SEC is a standard method for selective and specific quantification of proteins. If exact quantification is the primary objective, most analysts will seek to achieve high resolution (R > 1.5) of the components. If a short analysis time is the primary objective, faster flow rates and/or shorter columns can be applied, however, at the expense of resolution. One approach to increase analytical speed without losing resolution is the interlacing of injections and/or parallel operation of two columns on a chromatographic system [8], [9]. When interlaced injections are performed in SEC analysis, the result is elimination of initial lag time between sample injection and start of elution. If interlaced injections are combined with parallel operation of two columns, the waiting time post elution of the smallest sample molecule of interest can be reduced or even eliminated. Thus, in favorable situations, analysis time per sample can be reduced to the time span in which the molecules of interest elute.

The separation of protein PEGamers using SEC poses a very challenging task, as the relative increase in molecular size decreases for each additional PEG molecule attached to the protein [10]. A size based chromatographic separation of native protein and mono-PEGylated species might be achieved effortlessly, however a resolution of the higher protein PEGamers will become increasingly difficult.

Our proposition is that for analytical purposes the degree of separation necessary for correct quantification can be decreased significantly by applying alternative methods for the evaluation of chromatographic data. This idea is based on the assumption that overlapping elution of different species will result in a chromatogram which is a linear superposition of the signals of each single analyte. Therefore, a linear multivariate correlation between elution profile (chromatogram) and amounts of the different components in the respective samples can be expected. This, of course, presumes that the amount of the analytes does not influence the elution profile. In the linear range of adsorption, this assumption would apply as peak shape is a function of the chromatography system (dead volume, column packing etc.) and protein characteristics (adsorption and diffusion) but not of protein concentration. Further, the separation mechanism of SEC does not depend on direct interaction with the column material and thus it is not expected that different load concentrations should cause a non-linear change of the elution profile. If the linear correlation between analyte concentration and elution profile is given, it should be possible to calibrate a multivariate regression model based on one chromatogram of each pure component and one defined mixture of all components. Such a multivariate regression model could then give precise determinations of sample composition despite low chromatographic resolution of the sample components.
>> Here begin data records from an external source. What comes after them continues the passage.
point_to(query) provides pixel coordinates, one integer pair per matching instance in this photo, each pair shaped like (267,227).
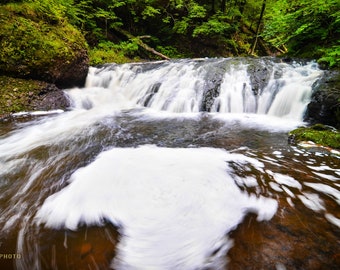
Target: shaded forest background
(121,31)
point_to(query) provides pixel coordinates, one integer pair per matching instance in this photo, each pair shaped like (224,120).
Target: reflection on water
(198,194)
(113,184)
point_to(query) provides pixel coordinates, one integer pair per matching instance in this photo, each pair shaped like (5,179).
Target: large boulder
(18,95)
(325,104)
(36,44)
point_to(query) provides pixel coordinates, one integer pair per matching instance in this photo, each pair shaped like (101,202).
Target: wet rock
(18,95)
(325,104)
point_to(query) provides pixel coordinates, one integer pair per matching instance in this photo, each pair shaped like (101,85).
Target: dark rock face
(325,104)
(74,74)
(50,98)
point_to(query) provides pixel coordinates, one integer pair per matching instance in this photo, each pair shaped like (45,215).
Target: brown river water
(128,179)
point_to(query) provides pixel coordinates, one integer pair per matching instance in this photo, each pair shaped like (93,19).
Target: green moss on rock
(38,47)
(319,134)
(17,95)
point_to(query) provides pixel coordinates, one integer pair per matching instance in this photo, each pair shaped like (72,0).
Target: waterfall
(162,161)
(256,86)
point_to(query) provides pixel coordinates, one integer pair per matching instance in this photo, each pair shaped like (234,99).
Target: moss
(318,134)
(33,46)
(17,94)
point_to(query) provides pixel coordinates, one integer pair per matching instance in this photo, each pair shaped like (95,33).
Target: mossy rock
(319,134)
(37,45)
(18,95)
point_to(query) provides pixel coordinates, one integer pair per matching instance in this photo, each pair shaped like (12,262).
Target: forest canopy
(116,29)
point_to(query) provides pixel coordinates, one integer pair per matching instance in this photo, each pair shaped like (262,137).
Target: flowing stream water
(171,165)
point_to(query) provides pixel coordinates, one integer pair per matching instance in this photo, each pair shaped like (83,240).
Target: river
(171,165)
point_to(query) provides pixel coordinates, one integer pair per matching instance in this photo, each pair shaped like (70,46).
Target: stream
(180,164)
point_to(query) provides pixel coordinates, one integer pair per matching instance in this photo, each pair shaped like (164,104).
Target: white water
(174,205)
(181,87)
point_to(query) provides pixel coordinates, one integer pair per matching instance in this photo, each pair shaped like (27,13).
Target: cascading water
(163,165)
(184,86)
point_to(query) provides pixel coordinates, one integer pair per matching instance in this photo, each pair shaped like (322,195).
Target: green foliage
(319,134)
(215,26)
(304,26)
(331,56)
(31,40)
(108,52)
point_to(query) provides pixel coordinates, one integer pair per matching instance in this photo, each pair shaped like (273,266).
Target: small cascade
(241,85)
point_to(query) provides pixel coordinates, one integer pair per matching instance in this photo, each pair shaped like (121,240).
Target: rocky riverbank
(41,55)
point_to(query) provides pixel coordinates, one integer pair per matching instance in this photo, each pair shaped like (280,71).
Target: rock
(17,95)
(40,47)
(325,104)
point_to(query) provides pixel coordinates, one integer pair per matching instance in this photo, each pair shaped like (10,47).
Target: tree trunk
(223,3)
(141,43)
(258,27)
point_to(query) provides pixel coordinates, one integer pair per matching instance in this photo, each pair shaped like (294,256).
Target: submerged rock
(325,104)
(322,135)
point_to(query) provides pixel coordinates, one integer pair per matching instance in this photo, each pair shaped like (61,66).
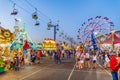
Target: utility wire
(37,9)
(25,10)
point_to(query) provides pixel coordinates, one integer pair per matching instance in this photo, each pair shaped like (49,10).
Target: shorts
(87,59)
(94,61)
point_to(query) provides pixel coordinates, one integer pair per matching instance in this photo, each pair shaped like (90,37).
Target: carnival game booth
(113,42)
(48,45)
(6,37)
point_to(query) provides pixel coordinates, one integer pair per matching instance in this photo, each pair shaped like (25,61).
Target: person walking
(39,54)
(94,61)
(114,66)
(87,59)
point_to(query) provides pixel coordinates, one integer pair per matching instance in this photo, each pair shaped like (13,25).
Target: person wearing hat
(114,66)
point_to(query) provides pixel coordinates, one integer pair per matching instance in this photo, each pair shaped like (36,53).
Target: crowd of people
(34,56)
(110,60)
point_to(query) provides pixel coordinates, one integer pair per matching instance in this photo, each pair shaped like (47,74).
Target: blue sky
(70,13)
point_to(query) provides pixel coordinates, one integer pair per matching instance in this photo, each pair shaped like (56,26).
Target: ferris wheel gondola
(100,25)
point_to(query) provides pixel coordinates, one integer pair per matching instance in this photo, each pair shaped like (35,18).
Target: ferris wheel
(98,25)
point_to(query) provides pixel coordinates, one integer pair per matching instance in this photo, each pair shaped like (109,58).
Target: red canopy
(112,39)
(26,45)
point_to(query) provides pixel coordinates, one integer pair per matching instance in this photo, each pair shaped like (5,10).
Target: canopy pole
(112,40)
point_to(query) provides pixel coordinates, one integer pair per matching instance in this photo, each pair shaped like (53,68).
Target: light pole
(56,28)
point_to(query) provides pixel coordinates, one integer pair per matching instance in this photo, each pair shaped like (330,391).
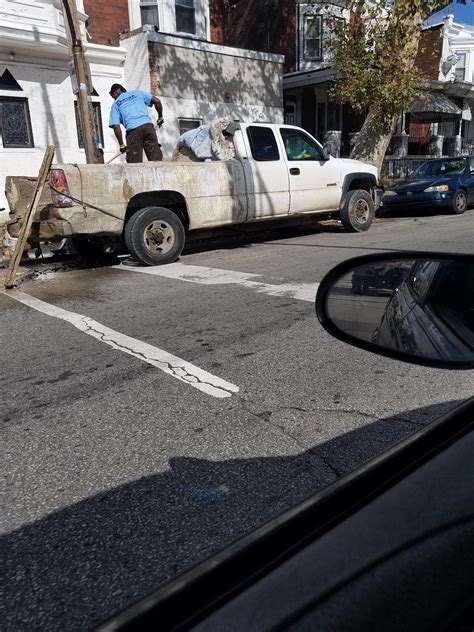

The presented work describes how multivariate calibration can be used to gain quantitative results of high quality from low resolution chromatograms. By doing so, faster analysis times are achievable through application of short columns and high flow rates that would otherwise be avoided due to inferior separation performance.

In general, a balanced ratio of analytical and experimental time allows a more efficient use of the HTE platform. The goal was to achieve an assay time of maximum 2 min. This would facilitate a 24 h experiment-analysis cycle for PEGylation screenings in 96 well HTE format, where screening experiments which are performed during day time can be analyzed over night. Further, fast assays can be useful for PEGylation reaction monitoring and subsequent purification process monitoring.